MARCOS AUGUSTO GONÇALVES

SÃO PAULO – Um maquinista teria visto o vulto passeando por uma linha do Metrô entre as estações d. Pedro 2.º e Brás, na área central de São Paulo. Eram 14h21 de segunda-feira. O alerta foi dado. Imediatamente paralisou-se o trecho, os trens estacionaram, a energia dos trilhos foi cortada.
Quatro homens da área de segurança da companhia iniciaram, então, a devassa. Vasculharam os túneis à caça do intruso. Percorreram os corredores, procuraram pelas passagens de segurança, mas ninguém foi encontrado.
O "flâneur" dos trilhos havia desaparecido nas profundezas, da mesma forma óbvia e misteriosa que o homem da modernidade evaporava nas multidões do final do século –situação urbana que inaugurou a possibilidade de um novo espaço ficcional, o do romance policial.
Não há motivos para se desconfiar mais dos sentidos do maquinista que diz ter avistado o vulto do que dos chips da rede informatizada que controla os túneis do Metrô. Operadores asseguram que frequentemente as máquinas denunciam a presença de "espectros" nas linhas.

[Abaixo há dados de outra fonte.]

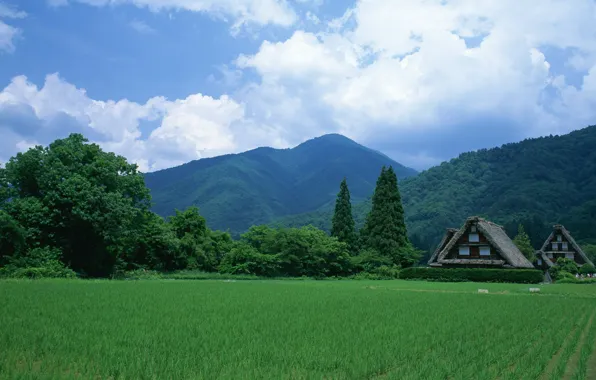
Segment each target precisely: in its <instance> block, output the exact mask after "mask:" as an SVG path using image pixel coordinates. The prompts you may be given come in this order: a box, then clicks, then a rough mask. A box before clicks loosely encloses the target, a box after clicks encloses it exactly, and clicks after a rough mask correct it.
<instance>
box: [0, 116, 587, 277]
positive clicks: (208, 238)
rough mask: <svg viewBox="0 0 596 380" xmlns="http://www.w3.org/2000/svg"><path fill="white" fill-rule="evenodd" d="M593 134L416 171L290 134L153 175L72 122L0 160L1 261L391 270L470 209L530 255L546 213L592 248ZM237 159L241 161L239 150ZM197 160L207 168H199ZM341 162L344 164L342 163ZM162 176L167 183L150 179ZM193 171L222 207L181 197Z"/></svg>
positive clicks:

O caso mais comum é a indicação, pelo computador, de uma composição parada. Detectado o perigo, como mandam os regulamentos de segurança, o setor ocupado pelo trem defeituoso é interditado. Quando checa-se o problema, descobre-se, contudo, que a composição não existe. Era um trem virtual, um trem imaterial, criado pela imaginação do computador.
Funcionários do Metrô revelam que incursões de usuários pelos intestinos da rede de trem não são raras. Mas asseguram que "sempre" se encontram os seres atraídos pelo abismo das galerias. Sempre?
Desta vez não encontraram. Devemos insistir na ilusão do maquinista? Ou, como no conto de Cortázar, os números registrados nas borboletas –ou catracas– do Metrô de São Paulo, o mais congestionado do mundo, começarão a denunciar um intrigante déficit entre as multidões que entram e as que deixam as instalações do subsolo?